Werhs Verteidigungsstrategie: Der Tierarzt ist schuld
Eine Strafe von bis zu zwei Jahren ist möglich, doch das frühe Einlenken Werths, der Verzicht auf die Öffnung der B-Probe sowie die unverhoffte Rückendeckung von FEI-Präsidentin Prinzessin Haya deuten darauf hin, dass das Strafmaß auch deutlich unter einem Jahr bleiben könnte. Haya hatte am Rande des CHIO in Aachen ausgeschlossen, dass Werth eine Betrügerin sei, und stattdessen ihrem Tierarzt Hans Stihl die Verantwortung gegeben. Der Veterinär habe Werth falsch beraten, sagte die Präsidentin und lehnte sich damit weit aus dem Fenster.

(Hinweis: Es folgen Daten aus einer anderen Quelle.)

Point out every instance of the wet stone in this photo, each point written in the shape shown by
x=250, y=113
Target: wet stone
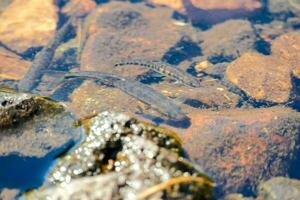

In der Tat sieht es so aus, als wolle Werth bei ihrer Verteidigungsstrategie die Verantwortung dem Tierarzt zukommen lassen. Dieser habe ihr erklärt, so Werth, dass das Beruhigungsmittel Fluphenazin innerhalb von sechs Tagen im Körper des Tieres abgebaut sei. Nach neuen Erkenntnissen aus den USA dauert der Abbau jedoch bis zu 90 Tage. „Ein kapitaler Fehler. Die Information war verfügbar, wenn auch schwer zu finden“, sagte Werths Anwalt Ulf Walz. Die Reiterin hatte sich kurz darauf von Stihl getrennt.
Olympia 2012 dürfte für Werth gelaufen sein
Wahrscheinlich muss Werth auch auf die Teilnahme an den Olympischen Spielen 2012 in London verzichten. Bei einer Dopingstrafe von sechs Monaten gilt man nach Regeln des Internationalen Olympischen Komitees (IOC) als gesperrt und darf bei den nächsten Spielen nicht starten. Der Deutsche Olympische Sportbund (DOSB) behält sich Einzelfallentscheidungen vor. Eine bittere Pille für Werth, die mit fünf Goldmedaillen zu den herausragenden Persönlichkeiten Olympias gehört. Pikant ist der Fall auch mit Blick auf das angespannte Verhältnis zwischen nationalem Verband FN und Weltverband FEI, stellten die wohlwollenden Äußerungen von Prinzessin Haya doch gleichzeitig eine Brüskierung der FN dar. In Warendorf vertritt man seit Monaten eine „harte Kante“ gegen Doping-Sünder und trat deshalb auch Werth gegenüber auffallend neutral auf. Die Reiterin kritisierte die fehlende Unterstützung des Verbandes und dürfte sich über die Äußerungen Hayas umso mehr gefreut haben.